En todo este carrusel de 20 años, «historial bélico», como él le llama, Iago ha tenido la rara habilidad de conservar su trabajo y su familia. Y se le nota ya la distancia cuando refiere los peores episodios de aquellos años: «Hasta me caía por la calle. Una vez me desperté en la camilla de un hospital con una brecha en la cabeza y un ojo hinchado. Bah, auténticas barbaridades». Ahora sabe algo muy importante: «Si tú estás bien, todo está bien».
«En el bucle»
María (32 años) está también recién salida al mundo tras ocho meses en una comunidad terapéutica. De los tres, ella es la única que no conservó el trabajo. Pidió la baja para entrar en la comunidad y ahora está en el paro: «He estado trabajando toda mi vida. Necesitaba este tiempo para mí, para estar conmigo». Los excesos han respetado su belleza, pero las heridas se le notan en lo que dice: «Tienes la sensación de estar fallando constantemente. Se entiende mucho mejor al toxicómano porque, como hay gente que bebe y no tiene problemas, no pueden comprender que tú sí los tengas».
Y así ha estado los últimos años, «en el bucle», como ella lo llama, escondiendo botellas, pensando en la próxima copa: «Llega un momento en que todo te da igual. Al fin y al cabo eres un incordio para todo el mundo y piensas ¡qué más da!». La experiencia en la comunidad le ha servido para tomar realmente conciencia: «A plantearme las barbaridades que hice. Algunas incluso que ya no llegaré a recordar».
Como la lejía
Pese a que los años de embriaguez supusieron a la larga una condena de la que intentan recuperarse, no se engañan: «Lo echo de menos -dice Triki-. Me encanta el vino, su sabor y el efecto que produce. Pero sé que, para mí, es como si bebiera lejía. No la puedo tomar». Iago recuerda que lo pasó muy mal, pero también cuando lo pasó muy bien; «al principio», evoca, «aunque luego cambiaron las tornas». La tentación nunca está muy lejos.

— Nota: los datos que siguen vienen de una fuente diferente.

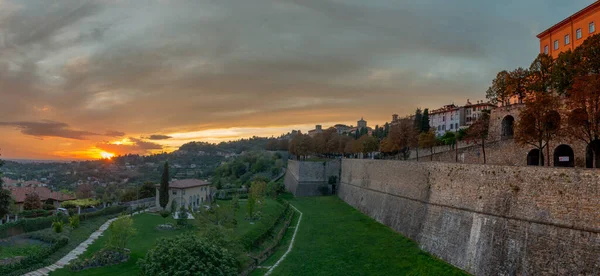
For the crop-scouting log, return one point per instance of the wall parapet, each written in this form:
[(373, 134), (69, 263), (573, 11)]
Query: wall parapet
[(485, 219)]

Los tres se enfrentan ahora a las tóxicas fechas navideñas, a una incitación permanente al consumo de alcohol: «Para mí es más peligroso después. Estos días estás con las defensas altas, preparada -dice María-. El peligro viene cuando bajas la guardia». Triki dice que tiene preparado su cava sin alcohol, para celebrar con la familia, mientras Iago apunta que él se siente seguro: «He aprendido a disfrutar de las cosas sin tomar sustancias. La vida no puede girar en torno a la botella».
La parte común
Hay una parte común en los tres relatos: no hubieran sido capaces de salir sin el apoyo y la presión de sus familias; tampoco lo habrían conseguido sin el aislamiento que supuso el ingreso en una comunidad terapéutica que tuvieron que costearse: «Es necesario que se cree al menos una en Galicia que cuente con todas las garantías», insiste Iago. «El tratamiento ambulatorio no es suficiente», confirma Triki.

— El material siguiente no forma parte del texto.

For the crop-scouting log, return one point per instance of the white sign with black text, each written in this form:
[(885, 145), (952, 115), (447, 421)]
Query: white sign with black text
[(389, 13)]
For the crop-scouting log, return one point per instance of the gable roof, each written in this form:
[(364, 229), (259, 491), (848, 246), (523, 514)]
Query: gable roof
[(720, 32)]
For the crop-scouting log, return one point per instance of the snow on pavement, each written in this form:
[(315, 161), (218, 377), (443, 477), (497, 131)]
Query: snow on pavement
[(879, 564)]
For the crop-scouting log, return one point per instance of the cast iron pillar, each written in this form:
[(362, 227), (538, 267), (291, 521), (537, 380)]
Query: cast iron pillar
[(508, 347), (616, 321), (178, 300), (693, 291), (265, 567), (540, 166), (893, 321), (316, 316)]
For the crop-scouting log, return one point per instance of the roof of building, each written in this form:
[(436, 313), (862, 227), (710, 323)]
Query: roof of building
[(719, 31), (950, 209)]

Y, pese a todo lo que han pasado, ninguno de los tres se considera un enfermo: «No creo que sea una enfermedad. Es una adicción», dice María. «Pensar que sufro una enfermedad es como admitir que no puedo hacer nada para solucionarlo. Y está claro que, cambiando tus hábitos, tus conductas, puedes salir adelante», concluye Iago. «Es una pena que hayan tenido que pasar estos 20 años para darme cuenta».